Записки сельского священника
Шрифт:
Консистория — это учреждение не божественное, но имеет власть над пастырями Христовой церкви, если не по праву, то в действительности, более епископской. Есть консистории, которые, при прикосновении к ним кого бы то ни было, — духовного или светского лица, — смотрят не только на важность дела, но и на то, насколько это лицо состоятельно. Епископу в несколько раз более дела, чем всему ареопагу консистории и, между тем, ни в одной епархии, какие нам известны, не было примера, чтобы он выражал обременение делами: при Божией помощи, он трудится безропотно. В иных же консисториях не проходит и дня, чтобы не было наложено несколько штрафов и не было сделано несколько выговоров только «за обременение епархиального начальства перепискою». Эти консистории с духовенством поступают по отечески — по «Домострою»: они «не бьют ни по уху, ни по лицу, ни кулаком под сердце, ни пинком, ни посохом не колят, ни железом, ни деревом не бьют,
Высшая духовная власть употребляет все усилия, чтобы хотя сколько-нибудь улучшить материальный быт духовенства. Между прочим, она сделала распоряжение, чтобы епархиальная власть употребила все силы на то, чтобы духовенство имело церковные квартиры. Духовенство стало продавать в церкви свои дома, разумеется, по оценке посторонних лиц. Но в одной из известных нам консисторий дело это шло так: церковь, например, не имеет никакой нужды в ремонтировке и имеет в банках капитал настолько достаточный, что после уплаты за дома у неё остался бы ещё достаточный капитал. Чтобы совсем уже не обременять церкви, духовенство разлагало платёж лет на десять. И консистория отказывала. Другая церковь — совсем бедная: у неё не было наличного капитала — требовала сама ремонтировки и при покупке должна была сделать долги, по крайней мере в 8%, — и консистория разрешала. Вот тут и узнай её механику!...
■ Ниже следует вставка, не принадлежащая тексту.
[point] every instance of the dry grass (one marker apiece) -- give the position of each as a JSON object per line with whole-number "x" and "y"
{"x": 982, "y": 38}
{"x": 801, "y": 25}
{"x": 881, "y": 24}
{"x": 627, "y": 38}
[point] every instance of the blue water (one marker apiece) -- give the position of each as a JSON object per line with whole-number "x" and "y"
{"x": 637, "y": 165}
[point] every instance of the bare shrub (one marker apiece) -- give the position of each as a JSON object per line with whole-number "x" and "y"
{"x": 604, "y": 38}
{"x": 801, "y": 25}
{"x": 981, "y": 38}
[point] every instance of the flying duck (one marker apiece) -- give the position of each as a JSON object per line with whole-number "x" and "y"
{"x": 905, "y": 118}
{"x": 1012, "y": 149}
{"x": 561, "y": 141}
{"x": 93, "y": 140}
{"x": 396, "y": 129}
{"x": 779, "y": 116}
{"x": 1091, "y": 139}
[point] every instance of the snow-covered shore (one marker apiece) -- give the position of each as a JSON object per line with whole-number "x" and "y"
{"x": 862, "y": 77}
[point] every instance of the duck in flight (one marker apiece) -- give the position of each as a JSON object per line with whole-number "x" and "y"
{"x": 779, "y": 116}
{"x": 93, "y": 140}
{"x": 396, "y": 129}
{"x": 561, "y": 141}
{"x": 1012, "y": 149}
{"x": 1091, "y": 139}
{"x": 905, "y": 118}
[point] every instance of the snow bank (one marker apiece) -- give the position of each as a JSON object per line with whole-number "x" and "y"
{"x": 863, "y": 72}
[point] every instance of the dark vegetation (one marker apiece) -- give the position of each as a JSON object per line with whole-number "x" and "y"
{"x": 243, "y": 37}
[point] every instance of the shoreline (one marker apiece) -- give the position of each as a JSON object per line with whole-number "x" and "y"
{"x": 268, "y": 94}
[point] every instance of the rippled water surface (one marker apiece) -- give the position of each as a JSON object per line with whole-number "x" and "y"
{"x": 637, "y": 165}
При ремонтировках церквей, постройках и починках квартир причтов, от благочинного и местного священника требуется смета, надзор за производством работ и точная отчётность. Стало быть: священник должен быть и инженером, и техником, и знать работы: каменные, плотничные, столяные, малярные, и пр., и пр.
При межевании церковной земли или смежной с ней, благочинный или ближайший священник должны быть депутатами. Следовательно: он должен быть и землемером.
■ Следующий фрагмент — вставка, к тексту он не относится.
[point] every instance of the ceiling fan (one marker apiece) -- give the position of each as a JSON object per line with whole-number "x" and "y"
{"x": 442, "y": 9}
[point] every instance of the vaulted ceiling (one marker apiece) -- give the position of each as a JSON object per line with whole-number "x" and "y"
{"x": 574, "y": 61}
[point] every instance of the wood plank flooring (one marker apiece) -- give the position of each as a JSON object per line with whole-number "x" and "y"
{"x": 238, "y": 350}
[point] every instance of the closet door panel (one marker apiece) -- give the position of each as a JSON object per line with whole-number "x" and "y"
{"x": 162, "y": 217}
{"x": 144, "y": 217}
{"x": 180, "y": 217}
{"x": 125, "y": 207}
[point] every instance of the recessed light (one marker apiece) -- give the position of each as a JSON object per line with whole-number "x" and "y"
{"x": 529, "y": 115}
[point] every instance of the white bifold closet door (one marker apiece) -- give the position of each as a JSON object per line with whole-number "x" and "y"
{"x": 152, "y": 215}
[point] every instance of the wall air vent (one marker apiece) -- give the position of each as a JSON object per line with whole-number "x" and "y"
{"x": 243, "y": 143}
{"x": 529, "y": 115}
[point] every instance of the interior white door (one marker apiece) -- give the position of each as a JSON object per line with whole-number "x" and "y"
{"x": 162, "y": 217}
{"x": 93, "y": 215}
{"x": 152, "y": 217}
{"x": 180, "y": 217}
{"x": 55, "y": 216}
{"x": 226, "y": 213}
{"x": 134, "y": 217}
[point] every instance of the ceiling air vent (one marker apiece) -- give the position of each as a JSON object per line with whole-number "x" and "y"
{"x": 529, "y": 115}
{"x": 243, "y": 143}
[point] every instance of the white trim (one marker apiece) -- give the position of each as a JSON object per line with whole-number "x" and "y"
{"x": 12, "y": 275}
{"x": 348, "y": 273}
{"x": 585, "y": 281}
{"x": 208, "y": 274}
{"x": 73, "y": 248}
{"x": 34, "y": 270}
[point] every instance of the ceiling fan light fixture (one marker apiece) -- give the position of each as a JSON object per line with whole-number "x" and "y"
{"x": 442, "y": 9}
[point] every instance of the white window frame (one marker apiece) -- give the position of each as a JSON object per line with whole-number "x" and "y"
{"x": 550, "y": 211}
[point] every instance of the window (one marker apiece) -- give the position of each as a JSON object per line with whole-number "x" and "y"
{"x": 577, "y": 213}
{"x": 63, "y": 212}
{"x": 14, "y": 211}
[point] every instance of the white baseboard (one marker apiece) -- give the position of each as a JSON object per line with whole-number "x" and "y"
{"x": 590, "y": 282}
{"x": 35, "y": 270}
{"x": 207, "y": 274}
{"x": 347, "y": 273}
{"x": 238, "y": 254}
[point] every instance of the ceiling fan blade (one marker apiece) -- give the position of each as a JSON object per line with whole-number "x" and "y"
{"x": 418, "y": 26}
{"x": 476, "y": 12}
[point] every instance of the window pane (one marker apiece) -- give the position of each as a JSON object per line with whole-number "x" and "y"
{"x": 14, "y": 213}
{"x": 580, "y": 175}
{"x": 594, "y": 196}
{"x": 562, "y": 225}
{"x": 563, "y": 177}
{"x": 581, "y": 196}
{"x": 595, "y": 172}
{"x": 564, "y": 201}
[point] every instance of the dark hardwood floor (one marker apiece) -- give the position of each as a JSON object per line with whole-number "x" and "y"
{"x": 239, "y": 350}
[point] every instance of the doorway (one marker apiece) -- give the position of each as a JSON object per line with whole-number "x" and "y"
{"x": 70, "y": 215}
Очень нередко поручается священникам делать дознания или производить следствия. Консистории, при этом, господам следователям спуску не дают и карают их штрафами за самый малый недосмотр или недоразумение. Стало быть: священник должен основательно изучить следственную часть, чтоб не остаться виновным из-за чужого дела, и вообще изучать законы.
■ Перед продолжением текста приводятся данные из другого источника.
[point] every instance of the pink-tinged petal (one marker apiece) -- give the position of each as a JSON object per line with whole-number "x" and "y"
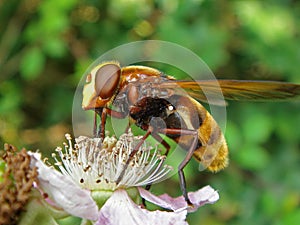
{"x": 63, "y": 191}
{"x": 205, "y": 195}
{"x": 121, "y": 210}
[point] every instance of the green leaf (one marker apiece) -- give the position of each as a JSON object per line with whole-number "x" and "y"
{"x": 252, "y": 157}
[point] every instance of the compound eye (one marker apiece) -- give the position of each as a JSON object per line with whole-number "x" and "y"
{"x": 107, "y": 79}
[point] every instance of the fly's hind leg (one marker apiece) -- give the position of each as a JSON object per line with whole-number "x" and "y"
{"x": 187, "y": 158}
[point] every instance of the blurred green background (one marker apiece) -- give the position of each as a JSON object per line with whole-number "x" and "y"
{"x": 45, "y": 47}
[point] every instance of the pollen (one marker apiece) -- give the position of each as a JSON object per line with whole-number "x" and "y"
{"x": 98, "y": 165}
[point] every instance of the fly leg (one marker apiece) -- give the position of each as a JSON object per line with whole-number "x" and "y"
{"x": 167, "y": 147}
{"x": 132, "y": 154}
{"x": 187, "y": 158}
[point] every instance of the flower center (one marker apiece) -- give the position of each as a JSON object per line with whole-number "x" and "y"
{"x": 96, "y": 165}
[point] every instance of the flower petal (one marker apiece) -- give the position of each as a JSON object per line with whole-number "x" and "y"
{"x": 121, "y": 210}
{"x": 201, "y": 197}
{"x": 63, "y": 191}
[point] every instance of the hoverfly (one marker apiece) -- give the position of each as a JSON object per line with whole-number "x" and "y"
{"x": 144, "y": 94}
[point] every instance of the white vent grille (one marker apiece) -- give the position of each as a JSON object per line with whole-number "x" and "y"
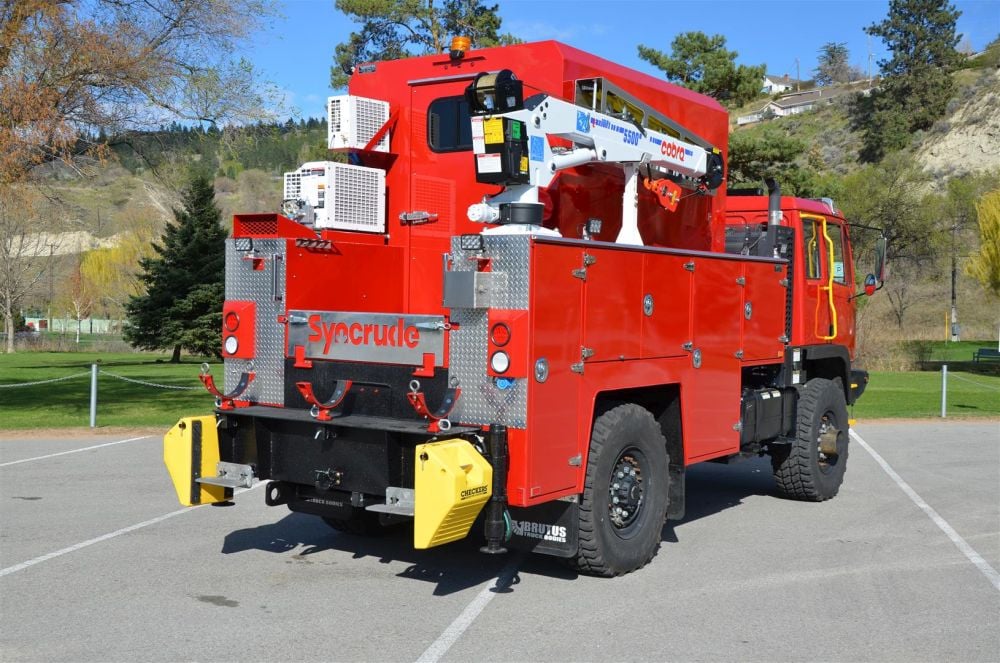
{"x": 293, "y": 186}
{"x": 355, "y": 199}
{"x": 353, "y": 121}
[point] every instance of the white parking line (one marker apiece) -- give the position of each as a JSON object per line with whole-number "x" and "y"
{"x": 991, "y": 574}
{"x": 74, "y": 451}
{"x": 455, "y": 630}
{"x": 110, "y": 535}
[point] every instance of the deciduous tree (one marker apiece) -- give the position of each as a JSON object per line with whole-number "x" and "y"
{"x": 22, "y": 252}
{"x": 833, "y": 65}
{"x": 916, "y": 83}
{"x": 74, "y": 70}
{"x": 182, "y": 305}
{"x": 704, "y": 64}
{"x": 985, "y": 263}
{"x": 393, "y": 29}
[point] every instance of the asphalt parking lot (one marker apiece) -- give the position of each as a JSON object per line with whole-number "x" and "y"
{"x": 99, "y": 563}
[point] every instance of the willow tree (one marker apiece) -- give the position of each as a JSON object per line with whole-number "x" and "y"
{"x": 393, "y": 29}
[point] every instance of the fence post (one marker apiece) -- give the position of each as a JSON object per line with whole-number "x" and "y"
{"x": 944, "y": 391}
{"x": 93, "y": 395}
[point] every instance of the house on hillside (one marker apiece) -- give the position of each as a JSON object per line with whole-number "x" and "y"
{"x": 793, "y": 104}
{"x": 778, "y": 84}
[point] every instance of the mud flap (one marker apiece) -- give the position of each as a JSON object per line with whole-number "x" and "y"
{"x": 548, "y": 529}
{"x": 191, "y": 451}
{"x": 452, "y": 482}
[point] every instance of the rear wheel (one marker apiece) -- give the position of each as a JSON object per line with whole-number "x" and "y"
{"x": 812, "y": 467}
{"x": 624, "y": 501}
Теперь покорнейше прошу: все «требования современного общества» и все обязанности, лежащие на священнике, — соединить вместе и отнести их к одному лицу, хотя перечень мой далеко и далеко ещё не полон. Общество требует от священника слишком многого и мы думаем, что нет в свете лица, от которого требовалось бы так много, и так разнообразны были бы эти требования.
Что же даёт священнику само общество?
Нанимая прислугу, мы даём ей помещение, стол, жалованье, требуем от неё только известного, определённого рода службы и даём ей все средства выполнять этот род службы. Какие же средства к выполнению всего даёт священику общество?
Я изложу мою собственную биографию, — и она будет ответом на этот вопрос.
V.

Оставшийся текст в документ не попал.